I tried to see if any of the model/parameters might perform better using a higher bar for the solution. Specifically, it seemed that reward of approximately +17 per 100 episode average was around the limit of what the particular model/parameters could acheive. 

### Batch size: 256, Standard Model

In an alternate implementation of `navigation.ipyb` and `navigation.py` (not submitted), I track how many episodes to get to +13 (the initial assignment), +16, +17, +18, +19 and +20.

Episode 100	Average Score: 0.58  
Episode 200	Average Score: 4.28  
Episode 300	Average Score: 6.50  
Episode 400	Average Score: 10.46  
Solved for +13 in 475 episodes  
Episode 500	Average Score: 13.42  
Episode 600	Average Score: 14.67  
Episode 700	Average Score: 15.02  
Episode 800	Average Score: 14.96  
Solved for +16 in 859 episodes 
Episode 900	Average Score: 16.15  
Episode 1000	Average Score: 15.26  
Episode 1100	Average Score: 15.86  
Episode 1200	Average Score: 15.74  
Episode 1300	Average Score: 16.49  
Solved for +17 in 1335 episodes  
Episode 1400	Average Score: 16.44  
Episode 1500	Average Score: 16.40  
Episode 1600	Average Score: 15.66  
Episode 1700	Average Score: 16.41  
Episode 1800	Average Score: 15.62  
Episode 1900	Average Score: 14.98  
Episode 2000	Average Score: 15.21  
Episode 2100	Average Score: 15.72  
Episode 2200	Average Score: 15.22  
Episode 2300	Average Score: 15.13  
Episode 2400	Average Score: 14.74  
Episode 2500	Average Score: 15.32  
Episode 2600	Average Score: 15.00  
Episode 2700	Average Score: 15.68  
Episode 2800	Average Score: 16.13  
Episode 2900	Average Score: 15.38  
Episode 3000	Average Score: 15.62  
Episode 3100	Average Score: 15.50  
Episode 3200	Average Score: 14.91  
Episode 3300	Average Score: 16.10  
Episode 3400	Average Score: 16.41  
Episode 3500	Average Score: 15.94  
Episode 3600	Average Score: 15.09  
Episode 3700	Average Score: 16.29  
Episode 3800	Average Score: 16.15  
Episode 3900	Average Score: 15.93  
Episode 4000	Average Score: 15.85  
Episode 4100	Average Score: 14.48  
Episode 4200	Average Score: 15.53  
Episode 4300	Average Score: 14.72  
Episode 4400	Average Score: 15.25  
Episode 4500	Average Score: 15.42  
Episode 4600	Average Score: 15.07  
Episode 4700	Average Score: 14.75  
Episode 4800	Average Score: 15.53  
Episode 4900	Average Score: 14.83  
Episode 5000	Average Score: 14.77  

![b256standard-17-18-19-20.png](Plots/b256standard-17-18-19-20.png)
![b256standard-average-17-18-19-20.png](Plots/b256standard-average-17-18-19-20.png)

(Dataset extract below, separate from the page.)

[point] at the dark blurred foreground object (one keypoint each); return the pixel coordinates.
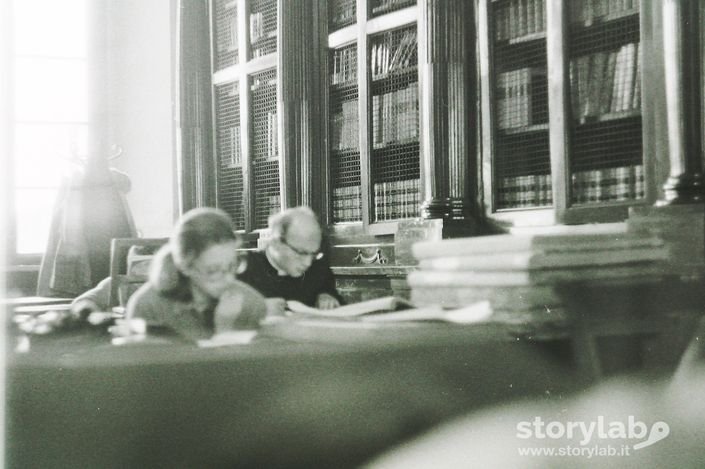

With a batch size of 256, the standard model was able to get a +16 average on the 859th episode and +17 at the 1335th episode. The best performing model to +13 is never able to get to +18. No change in parameters was able to break +18 including:

* Tau
* Learning Rate
* Gamma

Admittedly, I had little time to devote to experimentation. Furthermore, without more detail concerning exactly what the comprises the 37 state values, it's hard to know what parameters would best be adjusted. It's mostly just guesses.